Dopo alcuni minuti è il momento dell’atterraggio, che viene impostato sfruttando gli spazi della pista della Speziana. L’avvicinamento è tranquillo, con traiettorie ampie e ben raccordate, fino ad arrivare sul centro pista. Giù i motori, una decisa richiamata finale: il K7 si appoggia dolcemente sull’erba, e finisce la sua corsa davanti ad Angelo. Da sotto i baffi si allarga un sorriso. È il momento dei festeggiamenti, delle pacche sulle spalle, del graduale rilassamento e della telefonata a casa: “tutto bene”; come al solito, aggiungo io. Angelo è sempre più dubbioso di se stesso di quanto lo siamo noi nei suoi confronti, e questo contribuisce a renderlo vincente.

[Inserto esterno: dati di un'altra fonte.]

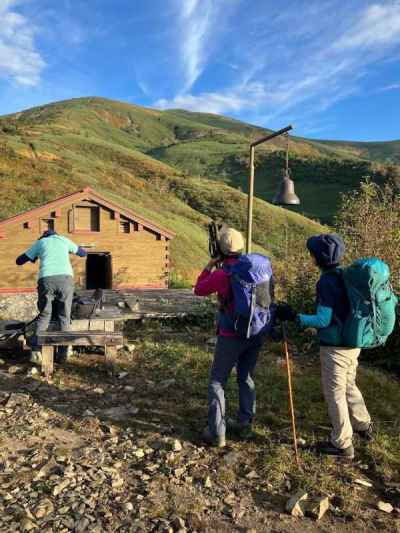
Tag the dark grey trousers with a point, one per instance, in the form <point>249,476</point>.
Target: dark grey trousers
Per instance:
<point>230,352</point>
<point>57,289</point>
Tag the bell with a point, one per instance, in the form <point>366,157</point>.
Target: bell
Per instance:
<point>286,194</point>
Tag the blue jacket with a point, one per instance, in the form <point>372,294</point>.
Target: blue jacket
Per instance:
<point>332,302</point>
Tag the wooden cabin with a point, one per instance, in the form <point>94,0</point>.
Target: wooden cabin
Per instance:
<point>124,249</point>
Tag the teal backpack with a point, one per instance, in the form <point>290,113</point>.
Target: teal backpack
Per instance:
<point>372,303</point>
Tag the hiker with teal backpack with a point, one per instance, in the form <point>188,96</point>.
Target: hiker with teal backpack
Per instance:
<point>356,308</point>
<point>244,286</point>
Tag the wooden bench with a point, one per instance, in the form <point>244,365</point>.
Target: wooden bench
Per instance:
<point>49,339</point>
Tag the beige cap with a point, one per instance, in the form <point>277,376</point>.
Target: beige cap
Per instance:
<point>230,241</point>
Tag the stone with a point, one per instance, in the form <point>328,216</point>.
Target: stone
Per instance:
<point>166,383</point>
<point>17,398</point>
<point>15,369</point>
<point>117,483</point>
<point>363,482</point>
<point>177,446</point>
<point>178,523</point>
<point>44,508</point>
<point>296,504</point>
<point>61,486</point>
<point>252,475</point>
<point>48,469</point>
<point>139,453</point>
<point>319,507</point>
<point>119,412</point>
<point>27,525</point>
<point>130,347</point>
<point>208,483</point>
<point>386,507</point>
<point>128,506</point>
<point>231,458</point>
<point>82,525</point>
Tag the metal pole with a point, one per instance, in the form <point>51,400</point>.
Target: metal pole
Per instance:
<point>250,201</point>
<point>291,406</point>
<point>251,182</point>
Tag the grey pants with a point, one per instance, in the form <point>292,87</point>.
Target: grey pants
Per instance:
<point>57,289</point>
<point>230,352</point>
<point>346,406</point>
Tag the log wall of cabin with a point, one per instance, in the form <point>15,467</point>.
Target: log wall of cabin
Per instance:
<point>139,258</point>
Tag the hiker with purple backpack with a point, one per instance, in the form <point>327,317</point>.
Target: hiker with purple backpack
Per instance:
<point>245,288</point>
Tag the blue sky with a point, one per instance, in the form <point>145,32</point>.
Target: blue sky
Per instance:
<point>330,67</point>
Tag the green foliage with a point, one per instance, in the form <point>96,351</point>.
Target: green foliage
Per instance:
<point>107,145</point>
<point>369,221</point>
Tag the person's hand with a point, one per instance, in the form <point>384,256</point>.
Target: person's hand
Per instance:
<point>312,332</point>
<point>285,313</point>
<point>212,263</point>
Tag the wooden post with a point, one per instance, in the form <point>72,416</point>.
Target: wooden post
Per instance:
<point>47,361</point>
<point>250,201</point>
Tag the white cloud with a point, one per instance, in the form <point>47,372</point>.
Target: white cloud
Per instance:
<point>391,87</point>
<point>195,25</point>
<point>229,101</point>
<point>281,70</point>
<point>19,59</point>
<point>200,25</point>
<point>379,26</point>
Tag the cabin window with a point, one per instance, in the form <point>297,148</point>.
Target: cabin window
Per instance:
<point>87,218</point>
<point>46,224</point>
<point>124,226</point>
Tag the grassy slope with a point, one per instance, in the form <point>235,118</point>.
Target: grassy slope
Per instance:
<point>198,144</point>
<point>48,151</point>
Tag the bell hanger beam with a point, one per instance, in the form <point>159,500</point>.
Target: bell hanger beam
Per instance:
<point>251,181</point>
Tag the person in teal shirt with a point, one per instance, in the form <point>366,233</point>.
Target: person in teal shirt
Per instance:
<point>55,281</point>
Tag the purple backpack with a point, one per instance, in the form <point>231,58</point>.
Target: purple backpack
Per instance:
<point>252,285</point>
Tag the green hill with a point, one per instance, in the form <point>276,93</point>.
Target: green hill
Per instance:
<point>72,134</point>
<point>48,151</point>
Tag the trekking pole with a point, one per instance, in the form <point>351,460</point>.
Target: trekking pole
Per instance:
<point>291,407</point>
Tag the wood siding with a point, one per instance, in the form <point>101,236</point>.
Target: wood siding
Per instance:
<point>139,258</point>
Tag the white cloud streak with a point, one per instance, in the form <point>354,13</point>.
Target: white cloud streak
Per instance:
<point>19,59</point>
<point>333,54</point>
<point>196,21</point>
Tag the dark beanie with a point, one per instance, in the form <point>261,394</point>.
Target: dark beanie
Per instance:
<point>328,249</point>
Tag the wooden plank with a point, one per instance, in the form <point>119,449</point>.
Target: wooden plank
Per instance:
<point>47,360</point>
<point>110,353</point>
<point>109,326</point>
<point>79,338</point>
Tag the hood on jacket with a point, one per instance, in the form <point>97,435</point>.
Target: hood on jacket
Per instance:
<point>328,249</point>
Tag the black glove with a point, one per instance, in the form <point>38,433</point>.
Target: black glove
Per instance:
<point>285,313</point>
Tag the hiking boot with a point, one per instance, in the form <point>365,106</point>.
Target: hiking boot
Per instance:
<point>243,431</point>
<point>208,438</point>
<point>36,357</point>
<point>366,434</point>
<point>327,448</point>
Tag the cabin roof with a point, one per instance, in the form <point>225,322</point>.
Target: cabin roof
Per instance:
<point>88,194</point>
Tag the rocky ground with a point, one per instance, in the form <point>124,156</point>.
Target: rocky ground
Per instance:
<point>98,451</point>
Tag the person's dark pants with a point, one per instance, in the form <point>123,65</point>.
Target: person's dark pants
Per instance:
<point>57,290</point>
<point>230,352</point>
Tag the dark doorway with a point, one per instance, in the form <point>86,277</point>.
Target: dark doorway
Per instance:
<point>98,271</point>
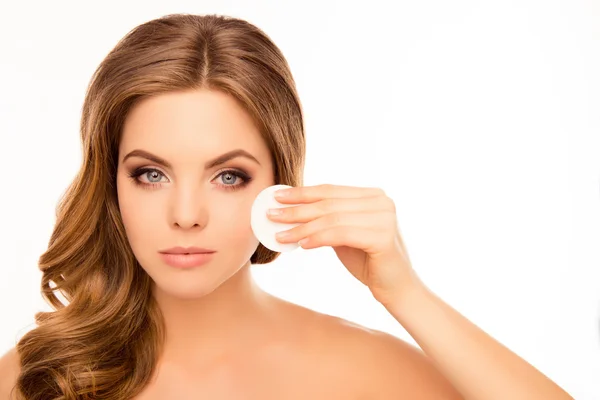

Ma noi, che lo conosciamo bene, sappiamo cosa è capace di fare. E ci viene da ridere, quando dice “questo è l’ultimo modello così impegnativo che faccio”.
Dopo il collaudo, il Kalinin è stato alleggerito di parte della zavorra, ed i voli successivi alle manifestazioni in cui è stato presentato hanno entusiasmato i presenti per le sue caratteristiche e per i suoi atterraggi pennellati. L’orchestra ha suonato ancora bene.